The School Newspaper of Lawrence High School.

The Budget

The School Newspaper of Lawrence High School.

The Budget

The School Newspaper of Lawrence High School.

The Budget

Students drift away from safety

Car Crash_Riner

Graphic by Alexis Riner

By Kendra Schwartz

Ducking his head into his lap and using his hands to cover his head, senior Marquise Guesby sat in the back of the Jeep, not knowing whether he would survive what was supposed to be just a ride home from school on Nov. 6.

“No, don’t do it,” he remembers fellow passenger sophomore Jordan Green saying.

Guesby heard a thud and watched the seats of the car turn on top of him.

Sophomore Cody Thompson was knocked out as he heard branches snapping in front of him. He later awoke, surrounded by his own blood.

“[I felt] mostly just an overwhelming feeling of devastation, like my life was over, like I was pretty much done for,” Thompson said. “And the feeling of my friend Nick wrapping his shirt around my head to put pressure on the bleeding. He saved my life.”

After asking for a ride home, Guesby ended up in a real life Forza game as he said the driver, senior  Nicholas Ham, attempted the racing technique of “drifting” while on East 1550 Road, a gravel road.

Douglas County Sheriff’s Department spokesperson Steve Lewis said Ham was going “faster than prudent.” Ham lost control and the right side of the car hit a tree.

“He thought he was going slow enough that he could do it, but it was too loose of a gravel road to even try it,” Guesby said. “I knew we would have spun out in the first place, but I didn’t know we’d hit the tree.”

Both Ham and Green declined to be interviewed, citing their traumatic reactions to the experience.

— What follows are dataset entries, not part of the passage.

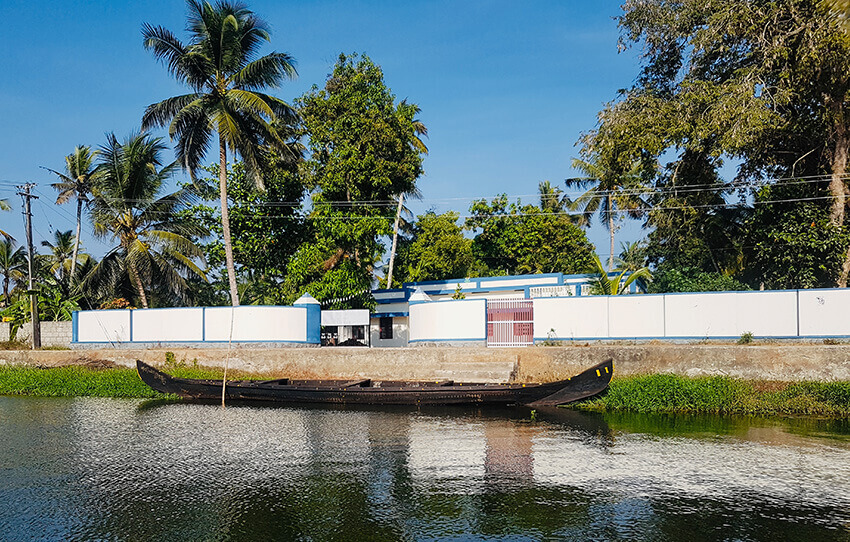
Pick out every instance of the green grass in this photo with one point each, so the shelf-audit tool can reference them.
(80, 381)
(665, 393)
(73, 382)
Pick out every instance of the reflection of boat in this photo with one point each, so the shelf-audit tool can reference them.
(284, 390)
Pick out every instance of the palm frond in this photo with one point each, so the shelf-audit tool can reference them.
(268, 71)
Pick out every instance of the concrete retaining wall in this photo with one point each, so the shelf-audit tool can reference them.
(537, 364)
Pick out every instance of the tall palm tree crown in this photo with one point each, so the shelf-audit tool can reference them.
(153, 240)
(76, 183)
(4, 206)
(13, 266)
(609, 193)
(220, 65)
(61, 251)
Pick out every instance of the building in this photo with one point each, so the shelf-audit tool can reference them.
(390, 322)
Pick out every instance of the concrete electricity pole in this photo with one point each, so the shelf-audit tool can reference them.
(24, 192)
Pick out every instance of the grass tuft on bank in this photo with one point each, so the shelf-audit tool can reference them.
(81, 381)
(666, 393)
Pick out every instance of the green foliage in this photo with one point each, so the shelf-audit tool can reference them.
(721, 395)
(689, 279)
(73, 382)
(220, 65)
(515, 239)
(267, 228)
(691, 224)
(154, 252)
(765, 83)
(436, 250)
(603, 284)
(364, 150)
(458, 293)
(13, 267)
(793, 244)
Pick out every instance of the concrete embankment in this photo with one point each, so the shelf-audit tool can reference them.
(533, 364)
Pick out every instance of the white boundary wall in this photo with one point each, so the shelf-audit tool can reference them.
(447, 321)
(777, 314)
(195, 325)
(103, 326)
(162, 325)
(256, 324)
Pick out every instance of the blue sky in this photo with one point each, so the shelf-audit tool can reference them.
(505, 88)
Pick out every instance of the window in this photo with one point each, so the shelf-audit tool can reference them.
(386, 327)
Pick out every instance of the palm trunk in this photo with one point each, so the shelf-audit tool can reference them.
(839, 198)
(225, 222)
(76, 240)
(141, 289)
(611, 233)
(395, 240)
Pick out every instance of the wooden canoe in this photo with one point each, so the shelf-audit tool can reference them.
(385, 392)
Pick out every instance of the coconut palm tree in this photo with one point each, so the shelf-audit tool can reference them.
(76, 183)
(610, 192)
(220, 65)
(60, 261)
(4, 206)
(153, 240)
(619, 284)
(419, 129)
(13, 266)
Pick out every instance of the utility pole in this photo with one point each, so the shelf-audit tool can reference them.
(24, 192)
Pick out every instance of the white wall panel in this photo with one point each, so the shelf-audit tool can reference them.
(103, 326)
(504, 283)
(701, 315)
(636, 316)
(449, 320)
(571, 317)
(177, 324)
(825, 312)
(257, 323)
(766, 314)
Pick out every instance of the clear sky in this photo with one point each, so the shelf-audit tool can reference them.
(506, 88)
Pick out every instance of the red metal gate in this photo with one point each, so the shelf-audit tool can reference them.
(510, 322)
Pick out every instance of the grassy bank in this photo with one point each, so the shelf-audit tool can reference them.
(722, 395)
(661, 393)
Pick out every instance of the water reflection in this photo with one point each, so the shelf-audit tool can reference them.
(85, 469)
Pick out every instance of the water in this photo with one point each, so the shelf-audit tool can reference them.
(100, 469)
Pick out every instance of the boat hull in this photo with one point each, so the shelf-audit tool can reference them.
(367, 392)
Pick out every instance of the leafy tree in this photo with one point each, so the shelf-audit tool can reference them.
(61, 250)
(76, 183)
(154, 247)
(268, 226)
(13, 267)
(365, 152)
(220, 65)
(517, 239)
(603, 284)
(690, 279)
(793, 244)
(632, 256)
(691, 223)
(437, 249)
(611, 191)
(4, 206)
(764, 82)
(552, 198)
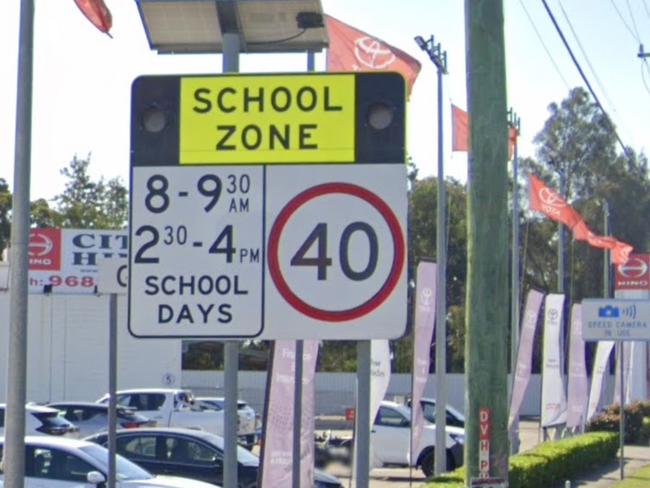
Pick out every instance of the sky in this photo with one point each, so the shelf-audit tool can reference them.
(82, 78)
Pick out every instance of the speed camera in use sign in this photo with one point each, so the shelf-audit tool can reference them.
(268, 206)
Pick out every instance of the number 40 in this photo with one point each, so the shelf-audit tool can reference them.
(321, 261)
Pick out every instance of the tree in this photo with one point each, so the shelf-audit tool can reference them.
(85, 203)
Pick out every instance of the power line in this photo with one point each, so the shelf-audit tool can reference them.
(629, 9)
(582, 74)
(620, 15)
(539, 36)
(584, 54)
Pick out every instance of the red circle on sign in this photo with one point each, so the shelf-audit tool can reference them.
(393, 276)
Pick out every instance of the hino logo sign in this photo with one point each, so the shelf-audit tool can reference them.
(634, 274)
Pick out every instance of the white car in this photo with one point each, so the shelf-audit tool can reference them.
(247, 426)
(54, 462)
(390, 439)
(42, 421)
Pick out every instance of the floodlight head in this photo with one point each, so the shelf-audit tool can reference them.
(422, 44)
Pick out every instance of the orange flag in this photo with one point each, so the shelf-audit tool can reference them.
(459, 129)
(460, 132)
(354, 50)
(548, 202)
(97, 12)
(551, 204)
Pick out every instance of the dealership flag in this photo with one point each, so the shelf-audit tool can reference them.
(525, 354)
(578, 388)
(353, 50)
(277, 449)
(551, 204)
(98, 14)
(460, 132)
(553, 395)
(425, 315)
(601, 363)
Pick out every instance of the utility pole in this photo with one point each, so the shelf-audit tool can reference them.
(514, 123)
(486, 353)
(439, 59)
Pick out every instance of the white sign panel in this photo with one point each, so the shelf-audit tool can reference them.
(65, 260)
(616, 320)
(282, 252)
(113, 276)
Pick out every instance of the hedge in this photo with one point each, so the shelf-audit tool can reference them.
(609, 421)
(549, 463)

“It said in the [Lawrence Journal World] that we were all high, but nobody had anything,” Guesby said of a story that has been changed on the newspaper’s website. “There’s [sic] a lot of false statements in that article. They said we were all under 17, and I’m not. I am 17. Only Cody, who was the youngest one in the car, is under 17.”

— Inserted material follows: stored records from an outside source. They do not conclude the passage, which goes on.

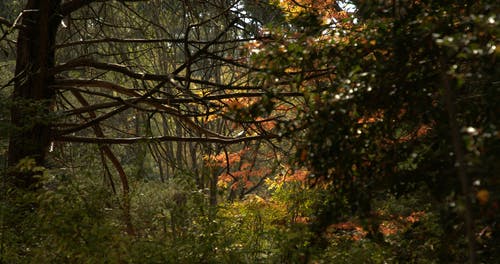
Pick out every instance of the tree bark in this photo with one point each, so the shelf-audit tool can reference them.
(32, 96)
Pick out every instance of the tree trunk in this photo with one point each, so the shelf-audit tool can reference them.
(32, 96)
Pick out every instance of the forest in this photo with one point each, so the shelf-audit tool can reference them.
(249, 131)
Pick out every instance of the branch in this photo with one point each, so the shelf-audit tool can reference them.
(133, 140)
(169, 40)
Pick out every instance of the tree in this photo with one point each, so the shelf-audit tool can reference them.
(405, 88)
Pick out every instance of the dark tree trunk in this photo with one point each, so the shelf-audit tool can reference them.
(33, 97)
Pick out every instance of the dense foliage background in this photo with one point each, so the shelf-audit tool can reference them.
(231, 131)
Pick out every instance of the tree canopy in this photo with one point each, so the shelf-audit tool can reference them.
(249, 131)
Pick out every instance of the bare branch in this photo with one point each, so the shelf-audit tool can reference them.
(133, 140)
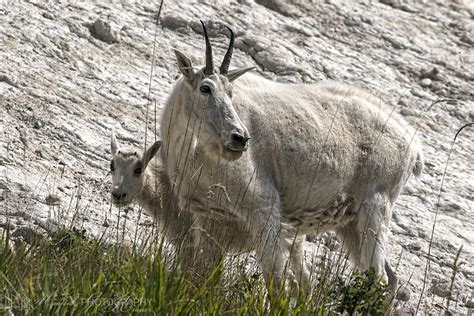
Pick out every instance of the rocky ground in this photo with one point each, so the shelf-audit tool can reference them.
(72, 71)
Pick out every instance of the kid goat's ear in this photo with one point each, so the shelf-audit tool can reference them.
(151, 152)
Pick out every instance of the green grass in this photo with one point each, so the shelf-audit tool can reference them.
(67, 273)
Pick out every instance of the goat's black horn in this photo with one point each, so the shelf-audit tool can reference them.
(209, 64)
(228, 55)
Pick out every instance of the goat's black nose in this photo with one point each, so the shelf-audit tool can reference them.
(118, 195)
(239, 139)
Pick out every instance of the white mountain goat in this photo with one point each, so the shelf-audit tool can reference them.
(138, 178)
(286, 160)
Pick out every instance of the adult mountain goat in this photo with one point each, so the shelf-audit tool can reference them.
(286, 160)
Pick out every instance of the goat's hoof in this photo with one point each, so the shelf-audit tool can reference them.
(403, 294)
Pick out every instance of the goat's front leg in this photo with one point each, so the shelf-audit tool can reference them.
(264, 223)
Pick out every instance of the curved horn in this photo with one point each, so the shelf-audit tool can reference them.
(209, 65)
(228, 55)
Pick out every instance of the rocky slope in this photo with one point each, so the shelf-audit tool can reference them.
(72, 71)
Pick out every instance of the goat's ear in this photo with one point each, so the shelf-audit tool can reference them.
(151, 152)
(185, 65)
(236, 73)
(113, 143)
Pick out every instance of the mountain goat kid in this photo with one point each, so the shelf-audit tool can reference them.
(286, 160)
(138, 178)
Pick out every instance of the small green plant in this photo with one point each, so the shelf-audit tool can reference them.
(363, 294)
(69, 273)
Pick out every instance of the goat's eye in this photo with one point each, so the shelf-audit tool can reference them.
(205, 89)
(138, 169)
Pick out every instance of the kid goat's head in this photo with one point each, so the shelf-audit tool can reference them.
(209, 96)
(128, 168)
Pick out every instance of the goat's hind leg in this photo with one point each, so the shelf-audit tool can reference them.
(363, 239)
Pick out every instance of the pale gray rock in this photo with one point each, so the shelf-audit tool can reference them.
(53, 70)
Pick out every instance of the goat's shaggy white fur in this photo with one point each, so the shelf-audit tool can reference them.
(321, 157)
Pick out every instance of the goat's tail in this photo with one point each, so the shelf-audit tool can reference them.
(419, 163)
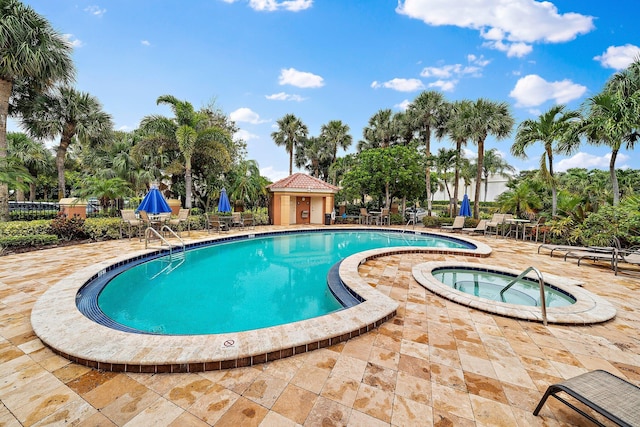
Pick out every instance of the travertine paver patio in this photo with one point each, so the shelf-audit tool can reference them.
(436, 363)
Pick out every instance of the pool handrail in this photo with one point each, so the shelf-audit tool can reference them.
(543, 303)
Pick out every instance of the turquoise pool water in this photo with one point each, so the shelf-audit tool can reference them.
(242, 285)
(488, 285)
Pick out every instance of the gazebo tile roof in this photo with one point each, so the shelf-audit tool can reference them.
(301, 181)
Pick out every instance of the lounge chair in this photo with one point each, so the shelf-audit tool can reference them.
(458, 224)
(183, 217)
(562, 248)
(131, 221)
(494, 225)
(482, 225)
(628, 256)
(611, 396)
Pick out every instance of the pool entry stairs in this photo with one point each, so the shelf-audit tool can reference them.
(161, 238)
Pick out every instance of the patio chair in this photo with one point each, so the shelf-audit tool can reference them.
(458, 224)
(494, 226)
(598, 253)
(610, 396)
(365, 217)
(248, 220)
(628, 256)
(131, 221)
(183, 217)
(482, 225)
(530, 229)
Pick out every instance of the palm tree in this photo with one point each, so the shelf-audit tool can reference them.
(426, 113)
(315, 156)
(614, 117)
(455, 128)
(486, 118)
(34, 156)
(34, 58)
(380, 131)
(494, 164)
(291, 132)
(336, 135)
(189, 131)
(556, 125)
(70, 115)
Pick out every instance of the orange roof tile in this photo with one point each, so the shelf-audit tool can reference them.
(301, 181)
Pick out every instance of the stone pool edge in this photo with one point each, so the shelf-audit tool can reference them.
(59, 324)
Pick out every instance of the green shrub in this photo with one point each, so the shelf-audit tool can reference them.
(25, 228)
(68, 228)
(102, 228)
(30, 240)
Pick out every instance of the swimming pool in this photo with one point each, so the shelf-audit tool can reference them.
(242, 285)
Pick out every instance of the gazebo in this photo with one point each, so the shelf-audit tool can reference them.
(300, 199)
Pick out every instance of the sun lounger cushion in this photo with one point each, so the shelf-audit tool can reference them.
(611, 396)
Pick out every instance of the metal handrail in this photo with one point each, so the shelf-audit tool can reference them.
(543, 303)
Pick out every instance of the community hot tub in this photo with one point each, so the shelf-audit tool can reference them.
(479, 286)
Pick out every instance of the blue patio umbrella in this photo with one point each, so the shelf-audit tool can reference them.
(223, 204)
(465, 207)
(154, 203)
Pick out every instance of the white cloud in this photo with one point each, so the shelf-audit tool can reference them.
(533, 90)
(509, 26)
(589, 161)
(401, 85)
(246, 115)
(293, 77)
(244, 135)
(618, 57)
(273, 174)
(273, 5)
(95, 10)
(403, 105)
(73, 41)
(444, 85)
(282, 96)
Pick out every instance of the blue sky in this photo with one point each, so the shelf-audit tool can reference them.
(343, 60)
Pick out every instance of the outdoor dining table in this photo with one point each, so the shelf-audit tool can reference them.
(516, 223)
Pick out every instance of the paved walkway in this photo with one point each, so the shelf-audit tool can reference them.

Although there is no proof that any of the students were under the influence of any substance, Guesby said police did find a pipe in a bag of one of the students. Additionally, Ham was driving without a license — a detail Lewis confirmed. Lewis could not say if charges were filed.

There are standard legal repercussions for those who drive without a license.

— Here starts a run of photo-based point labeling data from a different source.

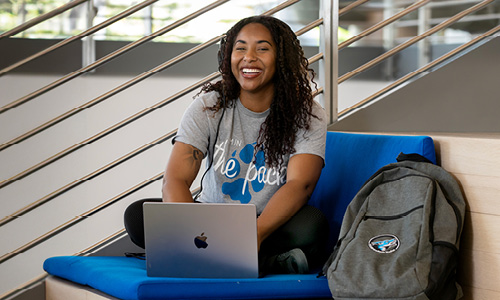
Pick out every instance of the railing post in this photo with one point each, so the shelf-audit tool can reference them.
(88, 42)
(389, 41)
(424, 47)
(329, 47)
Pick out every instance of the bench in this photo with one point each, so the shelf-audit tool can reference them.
(350, 160)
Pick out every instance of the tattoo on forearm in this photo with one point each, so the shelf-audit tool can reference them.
(197, 155)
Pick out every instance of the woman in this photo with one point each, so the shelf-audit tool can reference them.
(265, 139)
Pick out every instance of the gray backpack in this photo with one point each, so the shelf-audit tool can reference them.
(400, 236)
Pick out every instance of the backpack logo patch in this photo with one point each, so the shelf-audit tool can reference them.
(386, 243)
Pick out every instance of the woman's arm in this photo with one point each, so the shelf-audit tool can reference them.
(182, 168)
(303, 172)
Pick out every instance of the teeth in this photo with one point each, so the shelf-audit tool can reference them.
(251, 71)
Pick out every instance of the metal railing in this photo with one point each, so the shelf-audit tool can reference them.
(327, 55)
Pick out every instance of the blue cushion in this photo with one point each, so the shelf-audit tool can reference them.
(350, 160)
(126, 278)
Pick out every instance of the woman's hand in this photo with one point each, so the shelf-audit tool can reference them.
(303, 172)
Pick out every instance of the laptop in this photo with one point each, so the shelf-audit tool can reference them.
(201, 240)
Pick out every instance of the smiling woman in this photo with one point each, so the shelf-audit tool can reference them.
(264, 136)
(253, 65)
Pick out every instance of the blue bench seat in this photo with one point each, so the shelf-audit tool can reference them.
(350, 160)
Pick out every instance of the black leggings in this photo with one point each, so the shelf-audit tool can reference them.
(307, 230)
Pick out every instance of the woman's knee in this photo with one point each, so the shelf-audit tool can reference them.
(134, 220)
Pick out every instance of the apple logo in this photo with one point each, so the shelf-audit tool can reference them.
(201, 241)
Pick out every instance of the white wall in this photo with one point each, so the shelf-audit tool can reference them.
(79, 164)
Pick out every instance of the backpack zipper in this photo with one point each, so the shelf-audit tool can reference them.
(394, 216)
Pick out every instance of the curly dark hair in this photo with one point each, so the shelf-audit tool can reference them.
(291, 107)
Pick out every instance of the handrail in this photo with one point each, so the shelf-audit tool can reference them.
(78, 219)
(87, 214)
(351, 6)
(87, 32)
(383, 23)
(414, 40)
(419, 71)
(110, 56)
(103, 133)
(117, 126)
(42, 18)
(116, 90)
(87, 177)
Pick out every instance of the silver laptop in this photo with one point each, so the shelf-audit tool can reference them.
(194, 240)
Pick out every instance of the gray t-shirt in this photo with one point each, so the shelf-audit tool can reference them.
(237, 175)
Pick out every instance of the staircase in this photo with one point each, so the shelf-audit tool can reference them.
(80, 143)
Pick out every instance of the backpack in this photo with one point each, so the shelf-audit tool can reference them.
(400, 235)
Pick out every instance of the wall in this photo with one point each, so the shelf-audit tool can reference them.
(459, 97)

“They can be cited with a summons or a ticket,” Lewis said. “It’s a misdemeanor, and they can go to court.”

Sitting in the passenger seat in the front of the car, Thompson’s injuries were the most severe, and he was airlifted away by helicopter.

“We slammed sideways into the tree right where I was sitting in the seat where the car smashed in,” Thompson said. “I hit my head on the tree through the window, fractured my temporal bone [of the skull] and got a traumatic brain injury.”

Thompson was released from the hospital within a few days.

From this injury, Thompson has seen effects in his everyday learning experience. To help cope with his brain injury, Thompson takes an unofficial reduced schedule.

“It’s been hard for me to go to class and focus very well,” Thompson said. “I was in the nurse’s office one day. She said I can just go there whenever I’m not feeling too well and work on my stuff there.”

Lewis, on behalf of the Sheriff’s Department, advises all teen drivers to beware of distractions in the car to avoid such adverse effects.

“My recommendation is to stay completely focused on your driving, no distractions whatsoever,” Lewis said. “Those distractions could be your cell phone or any kind of electronic device. Just turn it off and put it away in the glove box or far away. Other distractions can be friends in the vehicle.”

Fortunately, all of the passengers survived the accident, but each of the students undoubtedly has regrets regarding that day. Guesby’s greatest regret is simply getting in the car without asking whether Ham had a license.

“Take life seriously,” Guesby said. “You can have fun. Just don’t do what I did.”